Diagnostic des infestations à strongles
Le diagnostic repose principalement sur l’analyse coprologique (examen des selles) :
– Coproscopie qualitative : Pour détecter la présence d’œufs.
– Coproscopie quantitative (technique McMaster) : Pour estimer le nombre d’œufs par gramme (EPG) de fèces.
– Culture de larves : Pour différencier les espèces de strongles.
– Tests PCR : Méthodes plus avancées pour identifier précisément les espèces ou détecter des résistances.
Il est important de noter que les œufs des cyathostomes et des grands strongles sont morphologiquement identiques.

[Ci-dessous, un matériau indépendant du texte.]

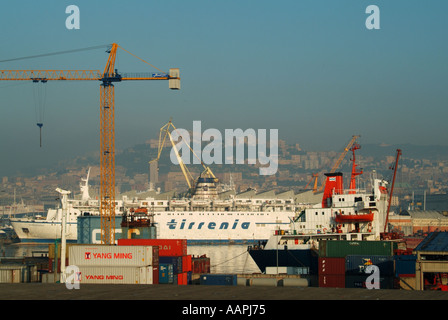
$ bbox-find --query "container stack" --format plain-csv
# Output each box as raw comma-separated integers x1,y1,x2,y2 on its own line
318,240,395,289
69,245,159,284
118,239,193,285
318,257,345,288
394,254,417,290
191,255,210,273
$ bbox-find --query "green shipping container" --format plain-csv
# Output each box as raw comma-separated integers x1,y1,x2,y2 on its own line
319,240,394,258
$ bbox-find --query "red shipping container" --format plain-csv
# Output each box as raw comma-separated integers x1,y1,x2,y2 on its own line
48,258,68,273
117,239,187,257
152,265,159,284
182,255,192,272
177,272,188,286
319,274,345,288
318,257,345,275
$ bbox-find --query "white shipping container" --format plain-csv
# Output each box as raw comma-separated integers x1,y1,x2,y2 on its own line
266,266,309,274
77,266,153,285
0,269,22,283
68,245,158,267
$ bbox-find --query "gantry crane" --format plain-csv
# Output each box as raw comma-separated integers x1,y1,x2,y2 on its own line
0,43,180,244
319,136,359,192
149,119,218,193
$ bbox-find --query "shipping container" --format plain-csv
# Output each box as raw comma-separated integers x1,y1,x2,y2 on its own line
182,255,192,272
265,266,309,274
397,275,417,290
319,274,345,288
319,240,394,258
76,215,122,244
345,274,394,289
69,245,157,267
191,256,210,273
199,274,237,286
394,255,417,277
0,268,22,283
121,226,157,239
159,263,174,284
48,255,69,273
318,257,345,275
345,255,394,276
117,239,187,257
177,272,188,286
48,242,103,259
77,266,153,284
0,264,39,283
152,264,159,284
159,257,182,274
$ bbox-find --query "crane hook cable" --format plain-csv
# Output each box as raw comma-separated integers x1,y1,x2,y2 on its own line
0,44,111,63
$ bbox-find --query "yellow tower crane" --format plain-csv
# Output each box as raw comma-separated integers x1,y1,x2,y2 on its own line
0,43,180,244
149,119,218,193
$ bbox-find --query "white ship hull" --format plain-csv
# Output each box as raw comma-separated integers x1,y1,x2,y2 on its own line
11,219,77,243
11,211,291,244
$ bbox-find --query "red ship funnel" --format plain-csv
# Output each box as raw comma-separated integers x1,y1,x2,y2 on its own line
322,172,344,208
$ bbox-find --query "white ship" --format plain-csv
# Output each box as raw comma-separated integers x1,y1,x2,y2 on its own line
11,169,320,244
10,169,123,243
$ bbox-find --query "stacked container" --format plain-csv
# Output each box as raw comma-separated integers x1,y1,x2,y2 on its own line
69,245,159,284
319,240,395,289
191,256,210,273
318,257,345,288
118,239,192,285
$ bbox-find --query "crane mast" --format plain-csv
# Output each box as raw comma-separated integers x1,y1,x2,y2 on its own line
0,43,180,244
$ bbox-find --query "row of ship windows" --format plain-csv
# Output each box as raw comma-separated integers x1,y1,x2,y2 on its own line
156,212,269,216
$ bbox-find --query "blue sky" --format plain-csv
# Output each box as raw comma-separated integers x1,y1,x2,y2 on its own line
0,0,448,175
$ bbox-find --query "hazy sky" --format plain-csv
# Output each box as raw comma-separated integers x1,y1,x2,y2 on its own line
0,0,448,176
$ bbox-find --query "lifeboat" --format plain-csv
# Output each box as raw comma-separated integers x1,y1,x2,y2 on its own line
334,211,373,223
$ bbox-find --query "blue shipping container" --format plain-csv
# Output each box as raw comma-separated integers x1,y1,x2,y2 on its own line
345,275,394,289
345,255,394,276
199,274,237,286
159,256,182,274
159,263,174,284
394,255,417,277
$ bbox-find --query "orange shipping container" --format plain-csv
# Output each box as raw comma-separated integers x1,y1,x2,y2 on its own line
182,255,192,272
117,239,187,257
177,272,188,286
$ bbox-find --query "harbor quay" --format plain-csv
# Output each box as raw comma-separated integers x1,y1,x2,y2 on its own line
0,283,448,302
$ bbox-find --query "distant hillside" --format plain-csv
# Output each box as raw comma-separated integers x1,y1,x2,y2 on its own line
360,144,448,160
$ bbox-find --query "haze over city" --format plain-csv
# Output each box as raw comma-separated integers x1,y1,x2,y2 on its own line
0,0,448,176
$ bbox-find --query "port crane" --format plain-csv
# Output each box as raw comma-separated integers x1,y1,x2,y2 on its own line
0,43,180,244
319,135,360,192
384,149,402,233
149,119,218,193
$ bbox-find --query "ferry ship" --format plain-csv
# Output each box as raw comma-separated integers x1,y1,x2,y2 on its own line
248,168,389,274
11,169,318,244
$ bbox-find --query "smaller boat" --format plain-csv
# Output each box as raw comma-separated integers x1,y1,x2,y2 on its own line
334,211,374,223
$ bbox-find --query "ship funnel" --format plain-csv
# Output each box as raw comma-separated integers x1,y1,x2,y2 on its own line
322,172,344,208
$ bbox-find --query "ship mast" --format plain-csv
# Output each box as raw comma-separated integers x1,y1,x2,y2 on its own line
348,143,363,194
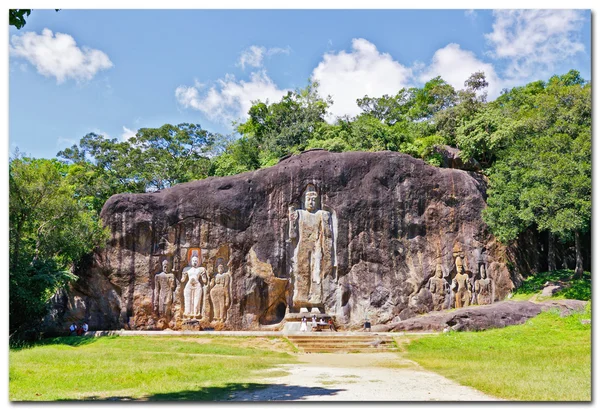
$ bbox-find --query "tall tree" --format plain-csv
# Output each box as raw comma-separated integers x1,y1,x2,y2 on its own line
9,157,105,334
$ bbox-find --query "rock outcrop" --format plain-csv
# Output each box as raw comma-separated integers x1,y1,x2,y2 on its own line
45,150,513,330
373,299,586,332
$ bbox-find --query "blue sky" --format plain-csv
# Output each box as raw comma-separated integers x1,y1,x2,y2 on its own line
9,9,591,158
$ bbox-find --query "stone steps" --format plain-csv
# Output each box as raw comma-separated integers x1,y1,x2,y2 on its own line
287,333,397,353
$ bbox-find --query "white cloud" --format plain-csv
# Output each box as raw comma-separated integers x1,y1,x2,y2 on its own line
267,46,292,57
56,137,79,148
121,126,137,141
419,43,503,98
175,70,289,124
485,10,584,79
236,46,291,70
238,46,265,69
10,28,113,84
312,38,412,120
465,9,477,21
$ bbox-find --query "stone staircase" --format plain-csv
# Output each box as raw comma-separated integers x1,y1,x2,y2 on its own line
287,332,397,353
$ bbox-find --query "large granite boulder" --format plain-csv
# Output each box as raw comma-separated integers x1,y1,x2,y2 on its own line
47,150,514,330
373,299,586,332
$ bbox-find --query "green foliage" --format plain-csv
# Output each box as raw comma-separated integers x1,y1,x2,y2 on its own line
8,9,60,30
482,71,592,251
408,310,592,401
9,336,295,401
57,123,222,212
237,83,331,162
8,9,31,30
9,157,106,334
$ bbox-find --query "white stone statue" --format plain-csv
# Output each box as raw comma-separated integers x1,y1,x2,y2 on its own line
289,184,335,310
475,264,494,305
181,255,208,318
210,263,231,322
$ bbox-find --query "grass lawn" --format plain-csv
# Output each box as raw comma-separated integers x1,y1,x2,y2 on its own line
9,336,296,401
406,304,592,401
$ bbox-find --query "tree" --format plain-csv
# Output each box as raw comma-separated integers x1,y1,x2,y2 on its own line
8,9,60,30
9,157,106,334
237,83,331,166
57,123,220,212
483,71,592,276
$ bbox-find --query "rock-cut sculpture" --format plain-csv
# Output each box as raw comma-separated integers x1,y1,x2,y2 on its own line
289,184,335,311
210,260,231,322
154,259,175,319
475,264,494,305
181,253,208,318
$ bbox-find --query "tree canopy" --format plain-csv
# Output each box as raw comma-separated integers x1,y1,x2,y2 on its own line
10,69,592,340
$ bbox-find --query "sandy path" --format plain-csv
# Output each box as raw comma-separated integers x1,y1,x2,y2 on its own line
228,353,498,401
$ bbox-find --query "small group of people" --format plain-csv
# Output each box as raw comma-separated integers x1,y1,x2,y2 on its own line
69,322,89,336
300,315,337,332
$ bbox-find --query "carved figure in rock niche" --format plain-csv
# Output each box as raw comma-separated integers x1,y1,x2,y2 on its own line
154,259,175,320
289,184,335,310
210,260,231,322
427,263,450,310
475,264,494,305
452,256,471,308
181,252,208,318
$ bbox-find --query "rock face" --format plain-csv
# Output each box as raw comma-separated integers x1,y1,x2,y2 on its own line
48,150,513,330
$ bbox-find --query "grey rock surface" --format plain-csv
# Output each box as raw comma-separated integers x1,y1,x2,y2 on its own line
373,299,586,332
49,150,520,330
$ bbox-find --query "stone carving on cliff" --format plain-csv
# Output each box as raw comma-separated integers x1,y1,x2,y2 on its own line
210,259,231,322
154,259,176,320
427,263,450,310
475,264,494,305
452,256,471,308
289,184,336,311
181,250,208,319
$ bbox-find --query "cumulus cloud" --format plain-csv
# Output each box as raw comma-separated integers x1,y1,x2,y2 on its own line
238,46,265,69
485,10,584,79
312,38,412,119
121,126,137,141
175,70,289,124
10,28,113,84
465,9,477,20
237,46,291,69
419,43,503,98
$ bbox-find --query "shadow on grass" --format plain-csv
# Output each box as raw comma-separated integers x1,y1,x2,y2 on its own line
83,383,343,401
10,336,104,350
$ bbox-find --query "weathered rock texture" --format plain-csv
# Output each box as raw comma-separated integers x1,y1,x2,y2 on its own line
45,150,513,329
373,300,586,332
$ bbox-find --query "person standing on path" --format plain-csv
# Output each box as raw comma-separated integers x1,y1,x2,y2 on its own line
300,316,308,332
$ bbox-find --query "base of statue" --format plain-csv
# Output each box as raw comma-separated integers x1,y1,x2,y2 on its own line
181,319,200,330
283,303,332,334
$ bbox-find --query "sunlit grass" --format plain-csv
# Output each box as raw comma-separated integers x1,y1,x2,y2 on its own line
407,309,592,401
9,336,295,401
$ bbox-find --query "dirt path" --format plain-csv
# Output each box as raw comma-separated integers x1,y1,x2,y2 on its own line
228,353,498,401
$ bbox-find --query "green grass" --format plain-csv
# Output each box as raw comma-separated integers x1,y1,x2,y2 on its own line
512,269,592,300
406,304,592,401
9,336,296,401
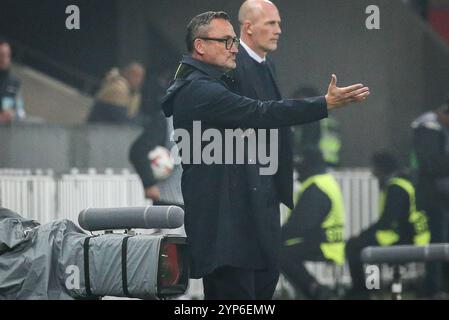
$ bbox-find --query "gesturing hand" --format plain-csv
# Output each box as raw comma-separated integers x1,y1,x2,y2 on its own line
325,74,370,110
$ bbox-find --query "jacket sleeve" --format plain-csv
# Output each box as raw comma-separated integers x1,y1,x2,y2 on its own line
414,127,449,178
174,79,327,128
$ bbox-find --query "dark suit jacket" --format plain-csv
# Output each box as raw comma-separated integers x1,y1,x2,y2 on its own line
232,47,293,209
162,57,327,278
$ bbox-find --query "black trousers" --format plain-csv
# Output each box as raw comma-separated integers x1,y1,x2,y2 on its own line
281,243,327,299
424,205,449,295
203,266,279,300
346,228,379,292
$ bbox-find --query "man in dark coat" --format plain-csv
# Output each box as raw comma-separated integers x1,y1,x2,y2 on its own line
162,12,369,299
228,0,293,300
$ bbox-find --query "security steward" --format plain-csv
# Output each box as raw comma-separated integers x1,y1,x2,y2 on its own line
346,152,430,299
281,148,345,300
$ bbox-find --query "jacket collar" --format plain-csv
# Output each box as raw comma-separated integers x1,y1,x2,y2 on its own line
240,40,266,63
181,55,226,80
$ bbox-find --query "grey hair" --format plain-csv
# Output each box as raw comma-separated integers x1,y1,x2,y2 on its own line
186,11,231,53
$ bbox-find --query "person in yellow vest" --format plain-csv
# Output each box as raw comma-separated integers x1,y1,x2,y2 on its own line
346,152,430,299
281,148,345,299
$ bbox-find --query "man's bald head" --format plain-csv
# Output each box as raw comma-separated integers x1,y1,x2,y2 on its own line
239,0,281,57
239,0,277,25
121,61,145,90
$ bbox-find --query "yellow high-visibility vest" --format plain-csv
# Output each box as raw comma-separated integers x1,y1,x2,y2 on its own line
285,173,345,265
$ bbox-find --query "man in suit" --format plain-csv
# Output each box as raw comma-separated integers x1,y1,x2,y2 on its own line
229,0,293,300
162,12,369,299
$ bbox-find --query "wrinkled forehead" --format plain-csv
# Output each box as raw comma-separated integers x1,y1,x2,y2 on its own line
255,3,281,22
207,19,236,38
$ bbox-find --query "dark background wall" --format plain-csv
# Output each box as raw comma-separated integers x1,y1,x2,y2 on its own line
0,0,449,166
0,0,119,76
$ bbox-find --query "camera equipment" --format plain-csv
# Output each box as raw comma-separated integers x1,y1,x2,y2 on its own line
0,206,189,299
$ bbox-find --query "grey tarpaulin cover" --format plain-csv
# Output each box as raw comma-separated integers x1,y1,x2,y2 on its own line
0,208,163,299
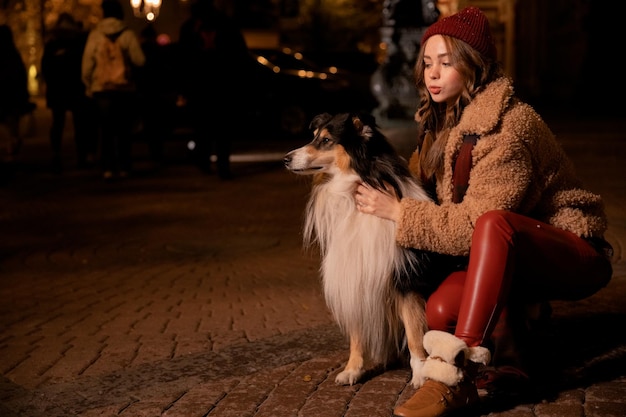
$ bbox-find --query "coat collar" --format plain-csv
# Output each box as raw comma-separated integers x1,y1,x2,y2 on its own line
454,77,513,135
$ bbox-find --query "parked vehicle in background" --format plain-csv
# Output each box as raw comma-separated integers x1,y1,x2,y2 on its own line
251,48,377,136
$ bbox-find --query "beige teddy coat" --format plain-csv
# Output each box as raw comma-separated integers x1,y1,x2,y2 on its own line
396,78,607,255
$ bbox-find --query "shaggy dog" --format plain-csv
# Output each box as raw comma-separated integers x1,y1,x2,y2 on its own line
284,113,452,387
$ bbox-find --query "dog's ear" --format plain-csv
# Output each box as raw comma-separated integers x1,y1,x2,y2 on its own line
309,113,333,131
352,114,376,139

Un test de culture larvaire ou moléculaire est nécessaire pour différencier les espèces.
Contrôle et gestion des strongles : stratégies raisonnées
L’objectif du contrôle parasitaire n’est pas l’éradication totale, mais la gestion des charges parasitaires pour éviter les pathologies tout en limitant le développement de résistances aux vermifuges.
1. Traitements antiparasitaires (vermifuges)
Les principales classes d’anthelminthiques utilisées chez les équidés sont :
– Benzimidazoles (fenbendazole, oxibendazole)
– Tétrahydropyrimidines (pyrantel)
– Macrocyclic lactones (ivermectine, moxidectine)
Cependant, de nombreux cas de résistances parasitaires sont rapportés, notamment chez les cyathostomes face aux benzimidazoles et au pyrantel. Une gestion raisonnée est donc indispensable.
2. Vermifugation raisonnée et sélective
– Réaliser des analyses coprologiques avant chaque traitement
– Traiter uniquement les chevaux ayant une charge parasitaire élevée
– Éviter les vermifugations systématiques tous les 2 ou 3 mois sans indication
– Alterner les familles de molécules en fonction des résultats
– Surveiller l’efficacité des traitements par des tests de réduction des œufs (FECRT)
3. Gestion des pâturages
Les mesures suivantes permettent de limiter la contamination environnementale :
– Ramasser régulièrement les crottins dans les prés
– Alterner les parcelles et pratiquer la rotation des pâturages
– Éviter la surpopulation dans les prés
– Co-pâturage avec des ruminants (vaches, moutons), qui ne partagent pas les mêmes parasites
4. Prise en compte de l’âge et du mode de vie
– Les jeunes chevaux sont plus sensibles aux cyathostomes et nécessitent une surveillance renforcée
– Les chevaux vivant exclusivement au box sont moins exposés, mais peuvent être porteurs s’ils ont été contaminés auparavant
– Les chevaux de sport ou de loisirs doivent être suivis individuellement, car les expositions varient
Conclusion
Les strongles sont des parasites intestinaux omniprésents chez les équidés. Bien qu’ils fassent partie du microbiote digestif normal dans une certaine mesure, leur prolifération incontrôlée peut entraîner des troubles graves, en particulier les coliques d’origine parasitaire et les diarrhées inflammatoires. Un contrôle raisonné, basé sur le diagnostic, des traitements ciblés et une gestion rigoureuse de l’environnement, est indispensable pour préserver la santé des chevaux, limiter les résistances et assurer une exploitation équine durable et performante.